Benjamin is an Elixir and Functional Programming enthusiast, and the maintainer of Erlang’s Apache Arrow implementation. Though not a core contributor, he also frequently contributes to the Nx and Livebook projects with the occasional contributions to Hexpm and Hex. Being a 16 year old high schooler, he does not have any professional programming experience but he tries to contribute to Opensource whenever time permits.
In his free time he likes to read Non Fiction and Fantasy, listen to 70s and 80s music (and additionally grumble about how nobody at school shares his taste in music) and crack terrible jokes. Beware. He’s bit of a Linux and Emacs zealot.
The Nx project brings Elixir to the domain of AI & ML. It makes a very large promise: to leverage the BEAM in ML workflows, enabling us to run ML models concurrently, distributed over multiple nodes, as well as partitioned across several GPUs.
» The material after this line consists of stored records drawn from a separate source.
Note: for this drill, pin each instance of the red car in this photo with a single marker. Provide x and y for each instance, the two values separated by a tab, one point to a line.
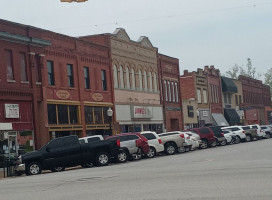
206	136
134	144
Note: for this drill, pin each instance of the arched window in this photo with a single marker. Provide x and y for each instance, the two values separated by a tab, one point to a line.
145	81
155	82
121	77
115	76
165	90
140	80
177	93
132	79
150	82
169	90
127	78
173	92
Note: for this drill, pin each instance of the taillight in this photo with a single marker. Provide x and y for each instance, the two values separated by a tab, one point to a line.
118	143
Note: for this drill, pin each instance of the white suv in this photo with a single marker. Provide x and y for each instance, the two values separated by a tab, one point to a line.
154	142
238	131
260	132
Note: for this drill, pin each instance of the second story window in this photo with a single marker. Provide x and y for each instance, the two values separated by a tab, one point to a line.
23	67
50	72
104	80
86	78
70	75
9	64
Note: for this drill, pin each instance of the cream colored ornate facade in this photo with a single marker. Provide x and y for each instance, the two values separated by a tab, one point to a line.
136	88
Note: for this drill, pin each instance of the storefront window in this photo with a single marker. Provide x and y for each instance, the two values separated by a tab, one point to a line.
73	114
63	114
98	115
52	117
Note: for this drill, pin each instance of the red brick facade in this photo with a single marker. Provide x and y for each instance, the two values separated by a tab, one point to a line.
170	86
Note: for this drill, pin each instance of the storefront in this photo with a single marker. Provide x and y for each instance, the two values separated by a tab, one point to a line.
139	118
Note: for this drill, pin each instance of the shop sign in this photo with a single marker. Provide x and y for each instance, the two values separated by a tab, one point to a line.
97	97
12	110
142	112
63	94
205	113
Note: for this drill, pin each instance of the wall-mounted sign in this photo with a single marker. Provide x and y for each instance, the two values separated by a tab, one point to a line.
97	97
63	94
142	112
12	110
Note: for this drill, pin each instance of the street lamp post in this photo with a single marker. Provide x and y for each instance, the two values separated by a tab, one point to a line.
109	113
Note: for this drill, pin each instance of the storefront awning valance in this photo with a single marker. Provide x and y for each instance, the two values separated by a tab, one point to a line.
232	116
228	85
219	119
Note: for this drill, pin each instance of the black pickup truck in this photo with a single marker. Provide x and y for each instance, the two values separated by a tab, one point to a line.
68	152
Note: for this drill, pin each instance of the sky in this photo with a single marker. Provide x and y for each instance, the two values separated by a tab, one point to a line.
197	32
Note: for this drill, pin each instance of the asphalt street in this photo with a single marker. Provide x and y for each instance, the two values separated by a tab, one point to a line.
235	172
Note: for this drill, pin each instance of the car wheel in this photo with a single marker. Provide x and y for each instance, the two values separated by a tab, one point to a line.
122	157
102	159
223	143
213	144
33	168
170	149
204	144
181	149
87	165
151	153
58	169
237	140
248	138
138	155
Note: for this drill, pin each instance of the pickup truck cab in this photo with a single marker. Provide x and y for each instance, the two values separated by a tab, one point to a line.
173	142
68	152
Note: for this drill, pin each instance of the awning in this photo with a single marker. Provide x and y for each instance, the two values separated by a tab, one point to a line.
228	85
232	116
219	119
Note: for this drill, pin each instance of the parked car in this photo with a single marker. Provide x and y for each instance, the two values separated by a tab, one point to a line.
191	140
219	135
196	137
268	131
134	144
89	139
66	151
230	136
238	131
260	132
173	142
251	134
154	142
206	136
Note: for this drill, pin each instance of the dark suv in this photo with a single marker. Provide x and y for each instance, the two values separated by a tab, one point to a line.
206	136
134	144
219	135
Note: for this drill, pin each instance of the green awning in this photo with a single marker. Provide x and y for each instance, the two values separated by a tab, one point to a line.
228	85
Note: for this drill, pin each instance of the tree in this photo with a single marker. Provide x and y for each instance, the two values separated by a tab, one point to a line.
237	70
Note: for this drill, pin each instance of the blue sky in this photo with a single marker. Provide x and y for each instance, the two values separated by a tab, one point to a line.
197	32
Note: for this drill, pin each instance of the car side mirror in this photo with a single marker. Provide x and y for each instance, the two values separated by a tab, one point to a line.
48	149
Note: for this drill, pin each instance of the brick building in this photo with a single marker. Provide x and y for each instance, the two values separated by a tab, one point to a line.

Closer inspection reveals that Nx is walking a tightrope: its computations are powered by NIFs, whose scheduling is a tricky business, and GPUs, which support a very small number of parallel processes. This raises the question: how is Nx providing the high throughput that it boasts of?
Nx answers this question with “Servings” and “Batches”, ways to batch requests together to reduce and distribute the calls to the NIF and GPU. But how exactly does that work? What trade-offs are we making by batching requests?
In this talk we will examine Nx’s Servings, how it addresses the problem of scheduling, the trade-offs and the performance characteristics of its approach, as well as what are the other constraints when running an ML service.